— Выпроводите отсюда эту женщину.
* * *
Штаб зондеркоманды размещался с другой стороны площади Балут, на заднем дворе того дома на углу улиц Лимановского и Згерской, в котором были кабинеты гестапо и первого участка полиции. Пришедший в штаб сначала докладывал о себе немецкому часовому у шлагбаума, и если у того не было претензий к документам, посетителю разрешали шагнуть в калитку слева от здания гестапо.
За зарешеченными окошками было темно, но неподалеку от здания, во дворе, стояла группка мужчин, гревшихся возле печки — большой, давно почерневшей жестяной бочки, из которой густыми тучами поднимался удушливый черный дым. Воздух вокруг был словно наполнен легким дымным туманом, делавшим тела и лица бледными и неясными.
Замстаг не поздоровался, когда она подошла; он с усмешкой отвернулся, словно она застала его за чем-то постыдным. На рукаве у него была повязка зондеровца, со звездой Давида. Форменную фуражку он снял и положил на окно, но Роза заметила, что внутренняя лента оставила отчетливый отпечаток на лбу, узкую полоску, которая в отблесках огня светилась словно воспаленная рана. Только улыбка осталась прежней: ряд ровных острых зубов, которые обнажались, влажные от слюны, когда он улыбался.
— Ты теперь его любовница? — только и спросил он, а потом повторил по-польски, чтобы услышали остальные: — Czy jesteś jego kochanką?
При слове «любовница» мужчины подтянулись поближе и стали, широко улыбаясь, бесстыже рассматривать Розу.
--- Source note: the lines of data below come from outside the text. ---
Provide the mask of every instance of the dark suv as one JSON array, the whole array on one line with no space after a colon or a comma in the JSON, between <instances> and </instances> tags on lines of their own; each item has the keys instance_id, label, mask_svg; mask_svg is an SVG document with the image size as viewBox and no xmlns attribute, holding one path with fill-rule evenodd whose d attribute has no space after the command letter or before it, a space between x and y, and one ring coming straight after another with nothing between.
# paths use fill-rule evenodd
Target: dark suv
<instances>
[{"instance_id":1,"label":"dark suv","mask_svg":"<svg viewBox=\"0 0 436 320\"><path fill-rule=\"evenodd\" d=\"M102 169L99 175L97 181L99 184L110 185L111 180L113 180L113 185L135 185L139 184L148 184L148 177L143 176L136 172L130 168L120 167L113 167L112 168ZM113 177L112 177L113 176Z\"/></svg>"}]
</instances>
От дыма, поднимавшегося из раскаленной бочки, на глазах выступили слезы, и Роза вдруг беспомощно затряслась всем телом.
Замстаг шагнул вперед и обхватил ее.
— Ну, ну, — приговаривал он. — Не плачь.
Руки, державшие ее, были жесткими и скользкими. Она ощущала запах кислого пота, и пропитавшего одежду дыма, и еще чего-то, сладкого и липучего, и внезапно она отчетливо понимает, что больше не выдержит. Как дряхлая болтливая старуха, она принимается рассказывать, что ходила на Францисканскую; как Дебора вышла, только чтобы оттолкнуть ее; и что с такими руками «она никогда не поступит в консерваторию» (Роза выразилась именно так); и об отвратительном Могне, который не может передвигаться без подпорки и чье некогда тугое брюхо висит теперь между ног дряблым кожаным мешком. Она не знает, слушает Замстаг или нет. Наверное, слушает. При упоминании Брюха улыбки полицейских потухают. Брюхо — большой человек, многие зондеровцы брали у него взятки. Она видит, как полицейские отворачиваются, внезапно потеряв интерес.
Но Замстаг продолжает утешать — все более механически, настойчиво:
— Nie płacz, kochana; nie płacz…
Роли поменялись. Розе не верится, что это то же тело, которое она когда-то поднимала из большой бадьи Хайи Мейер на кухне Зеленого дома, — слабый тощий подросток, пытавшийся прикрыться, когда грубое полотенце касалось его пениса. Она думает о детях из колодца. Как долго они могут оставаться там, внизу, в смертельно холодной воде, прежде чем что-то необратимо изменится в них, прежде чем они станут кем-то другим?
Через два дня после этого Гертлерова зондеркоманда наведалась в перенаселенную резиденцию Брюха на Францисканской. Зондеровцы вознамерились разобраться, что там все-таки происходит. Некоторые считали, что Замстаг лично руководил операцией. Другие полагали, что Замстаг, наоборот, устранился, предоставив своим людям действовать на их усмотрение.
Однако все свидетели сходились на том, что полицейские вошли в дом без предупреждения. Ударами дубинок они выгнали женщин и детей, а потом обыскали всех мужчин, которых удалось схватить. Было изъято множество ножей, а также толстых свертков с рейхсмарками и американскими долларами. По неписаному правилу конфискованные банкноты полицейские рассовали по собственным карманам. Лишь после этого Брюхо очнулся от неожиданно поразившего его паралича; втянул голову в плечи и пошел в атаку на полицейских.
Говорили — некоторые говорили, — что могучий живот Брюха был обычным отеком. Что Брюхо страдал от голода, как все остальные. Но он все же обладал невиданной в гетто физической силой. Чтобы свалить чудовищное тело на пол, понадобилось несколько человек, и несколько раз Брюхо почти вырвался. По рассказам иных очевидцев, Замстаг, бывший в центре схватки, протолкался через орудующих дубинками полицейских, задрал голову Брюха так, что выгнулась мощная шея, и стал бить дубинкой по голове, пока у того из сломанного носа не полилась кровь; наконец сопротивляющееся тело обмякло.